All of lore.kernel.org
 help / color / mirror / Atom feed
From: Igor Mammedov <imammedo@redhat.com>
To: "Michael S. Tsirkin" <mst@redhat.com>
Cc: qemu-devel@nongnu.org, kraxel@redhat.com
Subject: Re: [PATCH 2/4] pcie: update slot power status only is power control is enabled
Date: Fri, 25 Feb 2022 09:18:30 +0100	[thread overview]
Message-ID: <20220225091830.2f684997@redhat.com> (raw)
In-Reply-To: <20220224125928-mutt-send-email-mst@kernel.org>

On Thu, 24 Feb 2022 13:05:07 -0500
"Michael S. Tsirkin" <mst@redhat.com> wrote:

> On Thu, Feb 24, 2022 at 12:44:09PM -0500, Igor Mammedov wrote:
> > on creation a PCIDevice has power turned on at the end of pci_qdev_realize()
> > however later on if PCIe slot isn't populated with any children
> > it's power is turned off. It's fine if native hotplug is used
> > as plug callback will power slot on among other things.
> > However when ACPI hotplug is enabled it replaces native PCIe plug
> > callbacks with ACPI specific ones (acpi_pcihp_device_*plug_cb) and
> > as result slot stays powered off. It works fine as ACPI hotplug
> > on guest side takes care of enumerating/initializing hotplugged
> > device. But when later guest is migrated, call chain introduced by [1]
> > 
> >    pcie_cap_slot_post_load()  
> >        -> pcie_cap_update_power()
> >            -> pcie_set_power_device()
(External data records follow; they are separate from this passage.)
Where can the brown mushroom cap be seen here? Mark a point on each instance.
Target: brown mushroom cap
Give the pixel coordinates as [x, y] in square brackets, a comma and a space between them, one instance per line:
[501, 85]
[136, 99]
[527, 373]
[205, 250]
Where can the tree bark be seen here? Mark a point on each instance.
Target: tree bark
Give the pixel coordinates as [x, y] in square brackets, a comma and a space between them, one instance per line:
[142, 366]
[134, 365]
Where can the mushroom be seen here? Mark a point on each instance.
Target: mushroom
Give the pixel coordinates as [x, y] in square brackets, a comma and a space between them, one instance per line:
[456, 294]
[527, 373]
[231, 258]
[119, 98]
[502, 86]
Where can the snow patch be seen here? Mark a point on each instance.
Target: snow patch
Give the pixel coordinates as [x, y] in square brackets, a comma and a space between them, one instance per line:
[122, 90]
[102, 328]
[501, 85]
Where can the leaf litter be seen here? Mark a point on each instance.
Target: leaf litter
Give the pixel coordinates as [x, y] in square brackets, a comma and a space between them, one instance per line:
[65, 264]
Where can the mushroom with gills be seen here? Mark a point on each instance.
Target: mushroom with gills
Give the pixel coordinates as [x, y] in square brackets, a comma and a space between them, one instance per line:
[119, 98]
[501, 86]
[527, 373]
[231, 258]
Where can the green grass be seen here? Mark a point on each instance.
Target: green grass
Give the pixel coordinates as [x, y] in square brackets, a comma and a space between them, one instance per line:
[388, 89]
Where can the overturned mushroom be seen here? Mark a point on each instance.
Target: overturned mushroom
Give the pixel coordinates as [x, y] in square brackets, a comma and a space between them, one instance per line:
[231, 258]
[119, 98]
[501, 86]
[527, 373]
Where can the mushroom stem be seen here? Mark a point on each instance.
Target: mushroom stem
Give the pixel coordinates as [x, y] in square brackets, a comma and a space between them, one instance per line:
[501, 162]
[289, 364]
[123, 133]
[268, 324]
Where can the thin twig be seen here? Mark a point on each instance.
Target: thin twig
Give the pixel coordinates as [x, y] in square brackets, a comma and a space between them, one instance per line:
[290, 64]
> >                -> pci_set_power()
> >                    -> pci_update_mappings()  
> > 
> > will disable earlier initialized BARs for the hotplugged device
> > in powered off slot due to commit [2] which disables BARs if
> > power is off. As result guest OS after migration will be very
> > much confused [3], still thinking that it has working device,
> > which isn't true anymore due to disabled BARs.
> > 
> > Fix it by honoring PCI_EXP_SLTCAP_PCP and updating power status
> > only if capability is enabled. Follow up patch will disable
> > PCI_EXP_SLTCAP_PCP overriding COMPAT_PROP_PCP property when
> > PCIe slot is under ACPI PCI hotplug control.
> > 
> > See [3] for reproducer.
> > 
> > 1)
> > Fixes: commit d5daff7d312 (pcie: implement slot power control for pcie root ports)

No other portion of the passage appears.